A NHS nurse was just one to share a photo of a packed Tube this morning, saying: "This is my tube this morning. I live in zone 4 and work in a zone 1 hospital.
"I love my job, but now I'm risking my health just on the journey in?!
"@SadiqKhan put the tube service back to normal so we can all spread out, or @BorisJohnson start policing who's getting on.
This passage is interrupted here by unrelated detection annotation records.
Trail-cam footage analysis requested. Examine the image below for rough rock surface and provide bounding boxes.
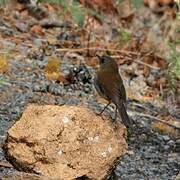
[4,104,127,179]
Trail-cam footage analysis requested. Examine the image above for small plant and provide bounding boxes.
[168,44,180,79]
[167,43,180,92]
[119,29,132,46]
[0,0,9,6]
[39,0,87,27]
[0,53,10,74]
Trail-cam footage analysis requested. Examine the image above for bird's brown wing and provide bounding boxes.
[96,71,126,104]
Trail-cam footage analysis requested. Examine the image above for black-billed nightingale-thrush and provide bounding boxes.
[94,55,133,127]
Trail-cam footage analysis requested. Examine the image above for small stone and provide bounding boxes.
[4,104,127,179]
[162,135,170,141]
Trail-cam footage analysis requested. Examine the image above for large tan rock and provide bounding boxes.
[4,104,127,180]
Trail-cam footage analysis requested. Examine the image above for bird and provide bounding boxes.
[94,55,133,128]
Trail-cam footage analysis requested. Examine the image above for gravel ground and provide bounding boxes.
[0,56,180,180]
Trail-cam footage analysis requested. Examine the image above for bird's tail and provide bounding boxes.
[117,101,133,128]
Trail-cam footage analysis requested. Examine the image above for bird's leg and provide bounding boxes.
[114,106,117,121]
[98,102,111,115]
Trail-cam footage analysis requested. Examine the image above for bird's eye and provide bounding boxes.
[101,58,105,64]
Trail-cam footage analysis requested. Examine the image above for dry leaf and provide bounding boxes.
[0,54,10,74]
[30,25,45,36]
[80,0,117,13]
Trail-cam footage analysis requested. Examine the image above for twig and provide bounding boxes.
[136,113,180,130]
[112,56,160,70]
[56,47,137,56]
[0,160,13,168]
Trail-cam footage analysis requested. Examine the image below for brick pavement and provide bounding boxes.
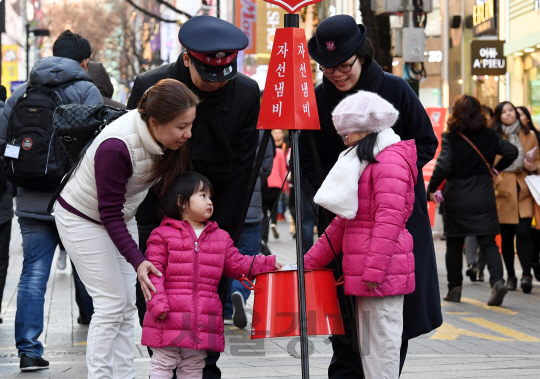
[0,215,540,379]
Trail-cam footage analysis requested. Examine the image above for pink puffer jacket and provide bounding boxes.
[304,140,418,297]
[141,217,276,352]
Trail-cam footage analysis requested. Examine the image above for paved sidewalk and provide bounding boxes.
[0,215,540,379]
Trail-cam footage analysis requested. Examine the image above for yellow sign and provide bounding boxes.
[2,45,19,97]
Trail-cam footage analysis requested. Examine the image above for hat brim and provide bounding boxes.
[190,56,237,82]
[308,24,367,67]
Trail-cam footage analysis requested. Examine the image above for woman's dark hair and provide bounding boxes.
[446,95,487,132]
[482,105,493,119]
[491,101,531,135]
[138,79,199,196]
[517,106,538,132]
[53,30,92,63]
[349,38,375,65]
[161,171,214,220]
[346,132,379,163]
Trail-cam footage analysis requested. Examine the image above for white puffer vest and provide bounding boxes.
[60,109,163,223]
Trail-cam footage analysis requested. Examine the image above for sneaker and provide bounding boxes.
[56,250,67,270]
[488,280,508,306]
[231,291,247,329]
[465,263,478,282]
[506,276,517,291]
[444,287,461,303]
[20,354,49,371]
[270,224,279,239]
[533,263,540,282]
[521,275,532,293]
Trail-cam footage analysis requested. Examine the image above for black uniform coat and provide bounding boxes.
[127,55,260,235]
[428,128,518,237]
[300,61,442,340]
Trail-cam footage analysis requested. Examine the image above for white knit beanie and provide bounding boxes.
[332,91,399,136]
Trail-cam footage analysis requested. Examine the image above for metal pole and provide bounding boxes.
[291,130,309,379]
[284,14,309,379]
[26,22,30,81]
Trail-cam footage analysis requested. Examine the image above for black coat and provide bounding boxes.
[127,55,260,239]
[428,128,518,237]
[300,62,442,340]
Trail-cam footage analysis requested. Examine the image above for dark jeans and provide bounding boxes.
[223,222,261,319]
[446,235,503,290]
[501,218,533,278]
[0,220,11,314]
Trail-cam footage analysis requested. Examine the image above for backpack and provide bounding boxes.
[47,104,127,213]
[4,80,78,191]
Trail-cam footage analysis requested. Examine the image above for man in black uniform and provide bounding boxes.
[127,16,260,379]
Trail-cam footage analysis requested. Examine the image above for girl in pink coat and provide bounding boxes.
[141,172,281,379]
[304,91,418,379]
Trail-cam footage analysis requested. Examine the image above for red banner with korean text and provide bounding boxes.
[422,108,446,227]
[235,0,257,54]
[257,28,320,130]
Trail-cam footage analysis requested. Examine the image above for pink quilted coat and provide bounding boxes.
[304,140,418,297]
[141,217,276,352]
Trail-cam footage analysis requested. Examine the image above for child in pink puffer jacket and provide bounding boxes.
[304,91,418,379]
[141,172,281,379]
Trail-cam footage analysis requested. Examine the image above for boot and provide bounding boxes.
[506,276,517,291]
[465,263,478,282]
[444,286,461,303]
[521,275,532,293]
[488,280,508,306]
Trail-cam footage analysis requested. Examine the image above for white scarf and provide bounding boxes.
[313,129,401,220]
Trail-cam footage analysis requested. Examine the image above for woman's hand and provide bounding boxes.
[137,261,162,301]
[366,282,379,290]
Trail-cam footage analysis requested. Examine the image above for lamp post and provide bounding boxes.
[26,23,51,80]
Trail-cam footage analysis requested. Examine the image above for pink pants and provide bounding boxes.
[150,346,207,379]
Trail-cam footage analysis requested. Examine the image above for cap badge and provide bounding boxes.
[326,41,336,51]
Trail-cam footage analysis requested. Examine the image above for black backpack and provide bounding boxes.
[4,80,77,191]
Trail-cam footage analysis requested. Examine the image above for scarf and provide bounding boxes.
[314,129,401,220]
[502,119,525,172]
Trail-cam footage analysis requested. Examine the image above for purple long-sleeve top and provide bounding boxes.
[58,138,146,270]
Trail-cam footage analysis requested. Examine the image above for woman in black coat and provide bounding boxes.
[428,95,518,305]
[300,15,442,379]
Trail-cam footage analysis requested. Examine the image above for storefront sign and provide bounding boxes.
[473,0,497,37]
[471,40,506,75]
[236,0,257,54]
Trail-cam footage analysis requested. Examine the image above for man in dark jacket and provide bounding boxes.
[300,15,442,379]
[127,16,260,379]
[0,30,103,371]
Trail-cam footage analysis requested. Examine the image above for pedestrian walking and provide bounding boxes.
[0,30,103,371]
[492,101,540,293]
[304,91,418,379]
[127,16,260,379]
[428,95,518,306]
[299,15,442,379]
[141,172,282,379]
[517,107,540,281]
[223,130,274,329]
[54,79,198,379]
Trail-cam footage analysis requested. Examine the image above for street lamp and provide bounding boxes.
[26,24,51,80]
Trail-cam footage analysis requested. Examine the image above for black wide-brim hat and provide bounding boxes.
[308,15,367,67]
[178,16,249,82]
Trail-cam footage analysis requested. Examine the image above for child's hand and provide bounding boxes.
[366,282,379,290]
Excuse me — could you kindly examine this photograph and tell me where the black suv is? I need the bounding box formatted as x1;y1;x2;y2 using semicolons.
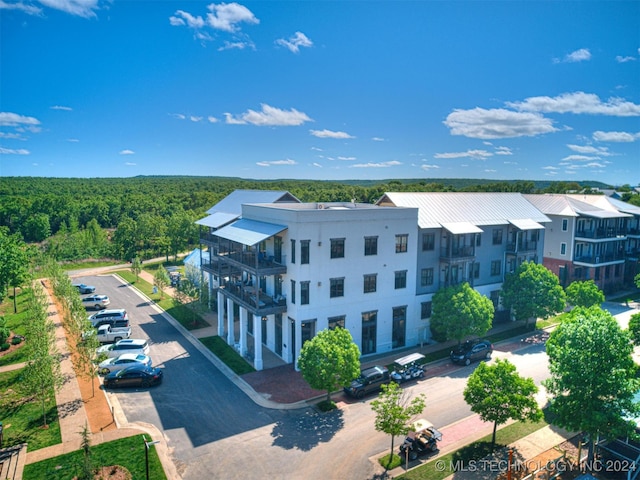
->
344;365;391;398
449;340;493;365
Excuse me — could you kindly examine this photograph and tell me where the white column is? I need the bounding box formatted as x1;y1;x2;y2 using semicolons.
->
218;292;224;337
227;298;236;347
253;315;262;370
238;307;246;357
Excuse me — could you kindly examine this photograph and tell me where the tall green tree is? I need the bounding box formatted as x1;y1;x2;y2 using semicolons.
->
501;262;567;326
431;282;494;344
566;280;604;308
544;307;640;461
371;382;425;461
463;359;542;451
298;328;360;403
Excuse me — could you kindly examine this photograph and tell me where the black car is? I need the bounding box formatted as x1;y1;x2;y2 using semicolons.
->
449;340;493;365
104;365;162;388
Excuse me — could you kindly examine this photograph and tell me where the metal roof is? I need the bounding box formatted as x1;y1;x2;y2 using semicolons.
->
213;218;287;246
378;192;551;228
207;190;300;217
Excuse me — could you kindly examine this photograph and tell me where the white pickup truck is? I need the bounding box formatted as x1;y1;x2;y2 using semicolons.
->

Help me!"
The drastic measures announced last night which will change every aspect of Brits' lives included:
- All gatherings of more than two people in public were forbidden – meaning a ban on all social events, including weddings and baptisms
- Tens of thousands of non-essential shops were ordered to close
- Communal play and exercise areas inside parks will also be shut down, but not parks themselves
- Places of worship such as churches and mosques must also shut, except to host for funerals
- Travel on roads, trains and buses was also banned, unless it’s essential to get to work.
Boris' new measures banned travel on roads, trains and buses, unless it's essential to get to work as the coronavirus death toll hit 335 with more than 6,000 cases.
Mayor of London Khan had last week announced that Transport for London would only run a reduced service.
Furious commuters took to social media this morning, pointing out the contradiction of being told to stay 2m apart - but still having to push onto public transport.
Another NHS nurse wrote: "Being on the tube is making me feel uneasy it is too busy&there is no space for social distancing. @SadiqKhan and @BorisJohnson you need to go further.
"Monitor who is getting on the train and allow more services to run.
"I feel like I am risking my health trying to get to work."
Nurse Julia Harris, who commutes to work at Imperial College NHS Trust, said she had left earlier and changed her route to avoid crowds but still found the District Line to be busy.
She said: "Seats on the train all had at least one person so people needed to stand and the District Line was busy as well. I still don't think things are improved as a large amount of people are commuting early in the morning.
"It is concerning because I have to come to work. The choice isn't there and my commute is quite long. I worry for my health more on my commute than actually being in the hospital."
Ms Harris said the reduction in Transport for London services meant "you now have more people waiting and piling onto the tubes and trains".
"The issue is key workers aren't just health professionals - I think we under-estimated how many people are needed to keep things running."
A Tube driver also shared a video of the packed services, begging: "please ppl stay at home, I’m a tube driver, I go to work to move London’s key workers so when I commute in and get this make me furious."
Tube union reps are reportedly furious at the crowds packing onto public transport, with talk of suspending workers.
Another commuter shared a photo snapped on the Victoria line, writing: "So it would appear the words 'lockdown' & 'keyworker' are being applied liberally.
"Victoria line @ 06:20 still very busy with people still going about jobs (construction etc). Pointless.
"Had to let two tubes go past. Suspect only ID checks @ tubes will work or shut LDN transport."
He later added: "As a nurse trying to get to work I am so angry at the selfishness of other people."
Another added: "TfL so I’m a key worker having to go into work (teacher) and you’ve made the tube 10x busier than what it normally is by reducing services whilst telling the public that tubes are busy because people aren’t staying at home...ridiculous"
Transport for London has issued a warning to commuters, telling them that public transport "should only be used for essential journeys".
A number of stations and services were closed from March 21.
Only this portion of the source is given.